I've always been a really happy person. Looking back on my life so far, I feel like I've had a really easy time choosing to be happy and staying happy. In fact, there have been many times when I've watched others and wondered why happiness seemed to be a struggle for them. Deep down, I know that I've had plenty of unhappy times in my life and many challenges that made it feel like happiness was unattainable - at least in that moment. Recently, I think maybe my perspective on happiness has been changing. I've had moments where I felt like I was wrong about all the happiness I'd felt before in my life. Like that may have all just been ignorant bliss. (I'll digress. I already talked about that in my last post.)

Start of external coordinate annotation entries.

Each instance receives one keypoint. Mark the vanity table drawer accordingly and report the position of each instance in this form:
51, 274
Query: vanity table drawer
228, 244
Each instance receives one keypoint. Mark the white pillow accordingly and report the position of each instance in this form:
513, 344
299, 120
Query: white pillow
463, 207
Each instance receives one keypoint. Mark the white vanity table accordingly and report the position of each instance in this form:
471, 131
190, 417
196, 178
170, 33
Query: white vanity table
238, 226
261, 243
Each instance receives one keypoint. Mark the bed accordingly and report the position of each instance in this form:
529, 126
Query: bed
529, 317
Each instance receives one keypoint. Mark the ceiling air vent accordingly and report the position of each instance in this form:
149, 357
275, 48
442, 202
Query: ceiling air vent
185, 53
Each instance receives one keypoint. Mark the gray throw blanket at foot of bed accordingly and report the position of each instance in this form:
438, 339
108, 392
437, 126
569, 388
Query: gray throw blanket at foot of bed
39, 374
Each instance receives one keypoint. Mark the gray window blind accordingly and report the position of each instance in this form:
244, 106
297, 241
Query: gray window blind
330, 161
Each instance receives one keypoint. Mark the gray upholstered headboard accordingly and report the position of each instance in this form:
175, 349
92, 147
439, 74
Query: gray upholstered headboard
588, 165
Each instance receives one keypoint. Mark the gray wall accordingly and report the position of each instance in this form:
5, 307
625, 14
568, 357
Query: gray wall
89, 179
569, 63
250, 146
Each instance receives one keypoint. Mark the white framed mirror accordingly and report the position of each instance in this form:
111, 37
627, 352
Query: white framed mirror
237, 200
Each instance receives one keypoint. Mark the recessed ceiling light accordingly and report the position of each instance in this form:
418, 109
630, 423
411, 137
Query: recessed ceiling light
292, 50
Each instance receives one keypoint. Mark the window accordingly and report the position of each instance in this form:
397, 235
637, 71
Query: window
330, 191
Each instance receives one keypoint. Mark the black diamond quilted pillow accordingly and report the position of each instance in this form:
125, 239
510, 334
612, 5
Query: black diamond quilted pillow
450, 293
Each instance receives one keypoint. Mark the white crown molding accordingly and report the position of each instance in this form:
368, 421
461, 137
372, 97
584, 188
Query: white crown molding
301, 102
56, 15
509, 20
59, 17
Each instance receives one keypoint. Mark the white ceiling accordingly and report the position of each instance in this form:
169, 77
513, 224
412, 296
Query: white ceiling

Today, I had kind of an "ah-ha" moment. Someone said something in a lesson at church that really just clicked and triggered something in my brain. I think somewhere along the line, I let my happiness become dependent on "am I getting what I want?" instead of "how am I being blessed?". Perhaps "how am I being blessed?" isn't the one secret question to being happy, but it does provide for a lot more consistent happiness. Because, the blessings never stop people.
And ultimately, when I'm living worthy of those blessings, I guess I really am 'getting what I want'. But often it's all of the best things I never knew I wanted.
I realize this is not the most well-written post to happen to my blog. Partially, I haven't finished processing my thoughts about this and partially... maybe it's really just that simple. Happiness might just be a lot more simple than we make it. It's a choice, it's all around us, we just have to remember that it's there and let it be the part of our life that we hold onto.
And actually, I really want to know: how do you choose happiness - especially when life gets tough? what makes that difference in your life?